Quilted blazers were made of luminous silks, and whiskered Chinese dragons dressed up the leather totes and other accessories that are one of the historic trunk maker’s main cash cows. Models sported temporary tattoos of Chinese zodiac signs — sometimes intermingled with Vuitton’s interlocking LV symbols — on their necks and calves, and their translucent button-down shirts were printed with similar tattoo designs.

“China is becoming really important,” menswear designer Paul Helbers told The AP in a preview of the collection — which was built, he said, partly around the sartorial style of high-rollers at Shanghai casinos. Helbers cited Amazon skydivers and Scandinavian midsummer revelers as his other main references for the collection.

“It’s about the idea of travel without leaving home, (made for) the digital bohemian who travels while staying behind his computer screen,” he said.

Made largely out of feather-light nylon and silk, the collection is meant to be packed. One jacket, in lizard skin nylon print, transformed into a lightweight backpack when folded, origami-style.

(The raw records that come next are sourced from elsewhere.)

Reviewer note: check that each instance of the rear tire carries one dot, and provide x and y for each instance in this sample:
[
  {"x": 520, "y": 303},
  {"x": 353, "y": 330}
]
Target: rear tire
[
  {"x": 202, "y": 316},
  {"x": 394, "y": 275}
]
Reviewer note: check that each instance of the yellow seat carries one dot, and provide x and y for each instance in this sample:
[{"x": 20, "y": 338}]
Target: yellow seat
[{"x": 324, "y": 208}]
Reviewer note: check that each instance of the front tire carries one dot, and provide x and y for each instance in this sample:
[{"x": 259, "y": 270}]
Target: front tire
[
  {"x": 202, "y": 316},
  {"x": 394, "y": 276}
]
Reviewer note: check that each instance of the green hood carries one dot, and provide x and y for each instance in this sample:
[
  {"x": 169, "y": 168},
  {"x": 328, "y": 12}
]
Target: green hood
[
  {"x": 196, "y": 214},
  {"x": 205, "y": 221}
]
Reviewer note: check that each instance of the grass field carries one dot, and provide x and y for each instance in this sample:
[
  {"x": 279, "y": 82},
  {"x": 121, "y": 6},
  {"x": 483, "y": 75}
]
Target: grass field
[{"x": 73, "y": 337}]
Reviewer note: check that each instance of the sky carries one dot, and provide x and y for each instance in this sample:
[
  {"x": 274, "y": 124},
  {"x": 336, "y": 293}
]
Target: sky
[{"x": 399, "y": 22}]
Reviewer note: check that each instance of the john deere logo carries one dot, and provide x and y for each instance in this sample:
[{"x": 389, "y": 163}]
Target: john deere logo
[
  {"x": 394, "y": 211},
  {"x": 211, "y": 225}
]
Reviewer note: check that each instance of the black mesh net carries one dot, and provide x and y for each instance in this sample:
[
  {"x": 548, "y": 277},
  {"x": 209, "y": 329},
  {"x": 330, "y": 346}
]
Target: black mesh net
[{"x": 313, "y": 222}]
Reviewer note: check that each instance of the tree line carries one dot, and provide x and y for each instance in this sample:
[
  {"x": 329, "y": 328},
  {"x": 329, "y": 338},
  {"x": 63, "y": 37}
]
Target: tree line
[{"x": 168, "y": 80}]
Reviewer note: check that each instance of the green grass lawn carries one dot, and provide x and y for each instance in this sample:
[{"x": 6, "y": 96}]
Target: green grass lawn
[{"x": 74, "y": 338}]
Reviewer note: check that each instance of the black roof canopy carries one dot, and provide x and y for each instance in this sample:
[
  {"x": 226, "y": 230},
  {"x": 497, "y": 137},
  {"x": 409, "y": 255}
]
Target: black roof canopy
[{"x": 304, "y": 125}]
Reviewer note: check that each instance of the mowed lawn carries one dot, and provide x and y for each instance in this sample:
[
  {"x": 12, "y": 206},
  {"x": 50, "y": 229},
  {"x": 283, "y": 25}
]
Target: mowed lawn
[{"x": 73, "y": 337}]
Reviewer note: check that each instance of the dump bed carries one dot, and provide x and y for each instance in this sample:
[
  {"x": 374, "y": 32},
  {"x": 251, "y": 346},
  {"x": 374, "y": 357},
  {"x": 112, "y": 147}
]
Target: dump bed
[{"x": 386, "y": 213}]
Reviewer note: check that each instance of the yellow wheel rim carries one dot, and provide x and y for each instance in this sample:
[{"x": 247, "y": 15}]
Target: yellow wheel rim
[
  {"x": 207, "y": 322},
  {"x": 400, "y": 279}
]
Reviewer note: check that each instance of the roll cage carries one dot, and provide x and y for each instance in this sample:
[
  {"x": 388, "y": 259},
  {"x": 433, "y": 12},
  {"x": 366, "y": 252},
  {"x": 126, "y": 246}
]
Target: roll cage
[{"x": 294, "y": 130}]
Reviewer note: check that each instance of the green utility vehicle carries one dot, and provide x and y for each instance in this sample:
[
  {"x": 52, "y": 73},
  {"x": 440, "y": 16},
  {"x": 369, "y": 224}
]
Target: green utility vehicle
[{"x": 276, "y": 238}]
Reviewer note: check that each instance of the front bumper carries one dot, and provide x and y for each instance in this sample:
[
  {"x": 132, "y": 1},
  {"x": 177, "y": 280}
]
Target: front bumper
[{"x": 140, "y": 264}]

Feather-light cotton scarves were wrapped around the models’ waists in guise of belts.

New York-based tattoo artist Scott Campbell was behind the Chinese tattoo prints that dressed up the scarves, shirts, totes and models. A close personal friend of Marc Jacobs — the Vuitton creative director who oversees all the label’s collections — Campbell did 29 out of Jacobs’ 31 tattoos, the designer said.

Still, Jacobs balked at the idea that the Chinese imagery was aimed at seducing the burgeoning Asian luxury market.

“China is obviously a great market and everyone talks about the modernity and the interest of it … but I think probably the least appealing thing to the Chinese market is any kind of Asian reference,” Jacobs said in a backstage interview. “It wasn’t about appealing from a business point of view.”

ISSEY MIYAKE

In the list of collections with the most bizarre inspirations, Miyake’s trout-themed show ranked right up there.

The house’s zany, brainy designer Dai Fujiwara said he’d looked for inspiration back to the summers of his youth, which he spent his splashing around in rivers and streams, unsuccessfully stalking trout.

“They were so fast, at the same time cautious and patient and foxy and careful,” Fujiwara told The AP in a preview. “I like the character of this fish.”

Fujiwara delivered boxy suits with red and orange dots that mimicked the trout’s spotted camouflage and bow-ties studded with tackle. A button-down shirt was fitted out with a red pocket perfect for storing fishing paraphernalia, and a pleated nylon vest mirrored the ever-changing shades of trout’s scales.

The collection was rife with the sorts of unostentatious sartorial details that don’t shine on the catwalk, like hidden pockets and innovative fabric with chalk stripes that fade in and out.